A confirmação da nota Ba2 pela Moody’s se baseia na ainda frágil saúde fiscal do Brasil, considerando o alto nível de endividamento do país e sua limitada capacidade de pagamento, que permanece vulnerável a possíveis choques econômicos ou financeiros. A agência destaca que a nota de crédito é um instrumento crucial utilizado por investidores para medir a segurança de investimentos em países ou empresas, onde notas inferiores representam riscos maiores e, consequentemente, exigem juros mais elevados.
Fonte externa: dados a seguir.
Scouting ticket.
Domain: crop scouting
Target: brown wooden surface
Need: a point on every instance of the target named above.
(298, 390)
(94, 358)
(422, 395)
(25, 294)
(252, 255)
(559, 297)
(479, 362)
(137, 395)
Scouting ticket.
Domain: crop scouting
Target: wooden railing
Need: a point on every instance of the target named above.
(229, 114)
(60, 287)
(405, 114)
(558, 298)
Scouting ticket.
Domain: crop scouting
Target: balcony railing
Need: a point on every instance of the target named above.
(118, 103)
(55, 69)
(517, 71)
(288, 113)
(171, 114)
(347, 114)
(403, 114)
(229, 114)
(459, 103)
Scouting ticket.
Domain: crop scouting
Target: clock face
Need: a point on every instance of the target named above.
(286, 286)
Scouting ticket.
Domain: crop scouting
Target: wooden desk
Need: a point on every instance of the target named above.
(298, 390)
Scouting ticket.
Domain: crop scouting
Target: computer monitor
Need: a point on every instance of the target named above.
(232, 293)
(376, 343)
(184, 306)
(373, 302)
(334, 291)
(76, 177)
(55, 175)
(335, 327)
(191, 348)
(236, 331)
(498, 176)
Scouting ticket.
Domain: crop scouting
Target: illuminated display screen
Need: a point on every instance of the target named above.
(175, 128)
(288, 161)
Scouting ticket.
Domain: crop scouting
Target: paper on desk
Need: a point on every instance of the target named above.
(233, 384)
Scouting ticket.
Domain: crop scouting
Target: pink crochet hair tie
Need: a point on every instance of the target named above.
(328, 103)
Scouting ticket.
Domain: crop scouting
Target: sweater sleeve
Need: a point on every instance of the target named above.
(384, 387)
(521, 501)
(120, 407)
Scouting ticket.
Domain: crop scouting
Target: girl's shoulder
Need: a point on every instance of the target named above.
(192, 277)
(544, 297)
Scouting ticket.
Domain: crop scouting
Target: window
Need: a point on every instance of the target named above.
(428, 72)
Diversos fundos de investimento, especialmente europeus e norte-americanos, optam por alocar recursos apenas em títulos que alcançam o grau de investimento, as classificações mais elevadas. Portanto, uma boa classificação é fundamental para atrair esses investimentos internacionais.

Esforços para alcançar o grau de investimento

Atualmente, o Brasil se encontra “dois degraus” abaixo do grau de investimento na escala da Moody’s, situação que se repete nas avaliações da S&P e da Fitch. O país já alcançou o grau de investimento pela Moody’s entre 2009 e 2015, mantendo-se no nível Ba2 desde então. O Ministério da Fazenda reitera seu compromisso com uma gestão sustentável das contas públicas, focando tanto no aumento da arrecadação quanto na contenção de despesas.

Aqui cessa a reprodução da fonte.